In der Folge verdiente sich Borussia Dortmund die gellenden Pfiffe, die zur Halbzeit zu hören waren. Der Co-Trainer von Hertha BSC, Mark Fotheringham, legte in der Coachingzone eine größere Laufleistung an den Tag als die Hälfte der Dortmunder Mannschaft auf dem Rasen. Vor allem in der Untersparte "intensive Läufe" überragte der Schotte die BVB'ler. Die Dortmunder spielten, als hätten sie vor der Partie esoterische Yoga-Musik gehört - was dazu führte, dass es den Berlinern ein Leichtes war, jeden Angriffsversuch vom eigenen Tor fernzuhalten. Erst in der Nachspielzeit der ersten Halbzeit wurde es für die Hertha gefährlich - durch eine dramatisch verrutschte Flanke von Zagadou. Herthas Marcel Lotka lief rückwärts, erwischte den Ball in extremis, flog dann aber mit dem Gesicht voller Wucht gegen den linken Pfosten. Es sollte eine Szene mit Symbolcharakter werden.

Hertha BSC: Für Michael Zorc, den scheidenden Sportdirektor, war es ein tränenreicher Abschied vor der Dortmunder "Süd".

Für Michael Zorc, den scheidenden Sportdirektor, war es ein tränenreicher Abschied vor der Dortmunder "Süd".

(Foto: David Inderlied/dpa)

Denn in der zweiten Halbzeit fand Dortmund zurück ins Spiel, durch eine Szene, die im Lager der Hertha für nachvollziehbare Aufregung sorgte. Denn: In der 66. Minute wurde Schiedsrichter Stieler wieder an den Bildschirm gerufen. Nach einem Freistoß vom Strafraumrand war der Ball von Herthas Mittelfeldspieler Santiago Ascacíbar abgefälscht, und flog an den Arm von Marvin Plattenhardt; Stieler sagte, ihm sei regeltechnisch keine Wahl geblieben, als den Elfmeter zu verhängen, den Haaland verwandelte, zum 86. Tor im 89. Pflichtspiel für den BVB.

Kommt es nun, wie Magath vorhersagte, wirklich zum Relegations-Duell mit dem HSV?

"Das ist eine Wahnsinnsregel. Der Ball wurde abgefälscht, der Spieler kann nicht reagieren", ärgerte sich Manager Bobic. Trainer Magath pflichtete ihm bei: "Das hat nichts mehr mit Sport zu tun. Schon gar nicht mit Fußball." Das Problem für die Hertha war aber, dass in der 84. Minute auch das 1:2 folgte. Jude Bellingham spielte einen spektakulären Pass in den Lauf des 17-Jährigen Moukoko, vom Innenpfosten flog der Ball zum 2:1 ins Tor.

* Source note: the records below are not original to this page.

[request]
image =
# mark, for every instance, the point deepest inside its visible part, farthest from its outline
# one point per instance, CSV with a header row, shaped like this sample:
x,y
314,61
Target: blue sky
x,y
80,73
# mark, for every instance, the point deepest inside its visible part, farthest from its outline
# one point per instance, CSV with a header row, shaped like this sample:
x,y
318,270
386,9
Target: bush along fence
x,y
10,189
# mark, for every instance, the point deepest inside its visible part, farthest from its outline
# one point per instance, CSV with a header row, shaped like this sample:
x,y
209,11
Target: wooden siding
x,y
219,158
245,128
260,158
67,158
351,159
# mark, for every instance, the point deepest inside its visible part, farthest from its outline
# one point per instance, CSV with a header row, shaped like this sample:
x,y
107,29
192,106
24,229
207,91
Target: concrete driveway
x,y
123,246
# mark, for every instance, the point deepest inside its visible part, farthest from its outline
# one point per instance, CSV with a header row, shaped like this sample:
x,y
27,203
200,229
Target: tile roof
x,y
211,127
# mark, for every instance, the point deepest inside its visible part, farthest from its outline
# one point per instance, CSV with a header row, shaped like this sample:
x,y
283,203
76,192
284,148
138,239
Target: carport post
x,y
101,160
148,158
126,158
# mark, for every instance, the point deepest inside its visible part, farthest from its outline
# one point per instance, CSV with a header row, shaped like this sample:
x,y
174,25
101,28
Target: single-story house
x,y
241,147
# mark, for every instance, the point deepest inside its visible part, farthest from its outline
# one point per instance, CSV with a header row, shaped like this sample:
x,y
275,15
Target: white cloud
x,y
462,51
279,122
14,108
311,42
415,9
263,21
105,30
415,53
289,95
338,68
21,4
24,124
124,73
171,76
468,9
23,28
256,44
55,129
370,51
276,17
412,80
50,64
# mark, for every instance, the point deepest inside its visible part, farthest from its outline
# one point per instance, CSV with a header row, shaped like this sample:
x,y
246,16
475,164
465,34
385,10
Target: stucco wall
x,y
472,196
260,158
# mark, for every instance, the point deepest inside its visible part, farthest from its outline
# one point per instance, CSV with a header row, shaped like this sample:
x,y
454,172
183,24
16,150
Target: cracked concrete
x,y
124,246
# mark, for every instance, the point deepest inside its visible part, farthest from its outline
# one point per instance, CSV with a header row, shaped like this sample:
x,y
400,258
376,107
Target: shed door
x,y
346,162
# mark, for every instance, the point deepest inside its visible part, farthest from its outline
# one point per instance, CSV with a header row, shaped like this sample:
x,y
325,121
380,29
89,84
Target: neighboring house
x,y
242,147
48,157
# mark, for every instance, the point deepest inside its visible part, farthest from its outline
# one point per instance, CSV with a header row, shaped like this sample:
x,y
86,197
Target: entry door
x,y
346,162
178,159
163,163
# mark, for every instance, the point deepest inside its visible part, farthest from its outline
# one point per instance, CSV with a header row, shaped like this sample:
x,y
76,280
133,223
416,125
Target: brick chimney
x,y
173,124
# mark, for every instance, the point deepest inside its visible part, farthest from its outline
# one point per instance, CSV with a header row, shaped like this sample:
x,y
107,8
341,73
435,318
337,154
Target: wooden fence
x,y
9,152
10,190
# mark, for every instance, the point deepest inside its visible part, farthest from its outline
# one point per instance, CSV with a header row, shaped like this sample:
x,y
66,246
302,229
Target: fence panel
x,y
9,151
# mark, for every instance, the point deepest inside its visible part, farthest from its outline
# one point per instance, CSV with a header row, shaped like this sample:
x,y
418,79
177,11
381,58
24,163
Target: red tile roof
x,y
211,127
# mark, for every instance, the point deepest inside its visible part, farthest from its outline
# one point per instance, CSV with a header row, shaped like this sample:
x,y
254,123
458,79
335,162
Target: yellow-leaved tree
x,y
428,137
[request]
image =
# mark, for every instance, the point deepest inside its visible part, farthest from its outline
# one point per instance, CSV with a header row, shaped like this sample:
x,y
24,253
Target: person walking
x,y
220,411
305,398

Und das alles trug sich so spät zu, dass die Hertha gar keine Zeit mehr hatte, aus der Paralyse zu erwachen, und dem Spiel erstmals eine wirklich offensive Note zu verleihen. Der spät eingewechselte Stevan Jovetic traf noch das Außennetz, animierte die Hertha-Fans zu einem jäh erstickten Jubel. Das war's. Und es blieb den Herthanern nur, mit Fassung die Häme zu ertragen, die sich im Stadion über sie ergoss. "Zweite Liga, Hertha ist dabei", sangen die Dortmunder Fans.

Jedoch: Die Hertha hat noch 180 Minuten, um sich dagegen zu stemmen. "Unsere Mannschaft hat sich hier in Dortmund als Bundesligist präsentiert. Deshalb bin ich zuversichtlich. Gegen den Tabellendritten der zweiten Liga haben wir berechtigte Aussichten, den Klassenverbleib zu schaffen", sagte Magath. Er selbst hatte im Grunde schon bei Amtsantritt gesagt, dass die Hertha in die Relegation müsse. Und auch geunkt, dass es gegen den Hamburger SV gehen würde, einem Verein, bei dem er zur Legende wurde. Daran wollte er am Samstagabend nicht denken. Aber wenn es so kommen sollte, "wird es für mich persönlich ein sehr schwieriges Spiel", sagte Magath. Und für seine Mannschaft erst recht.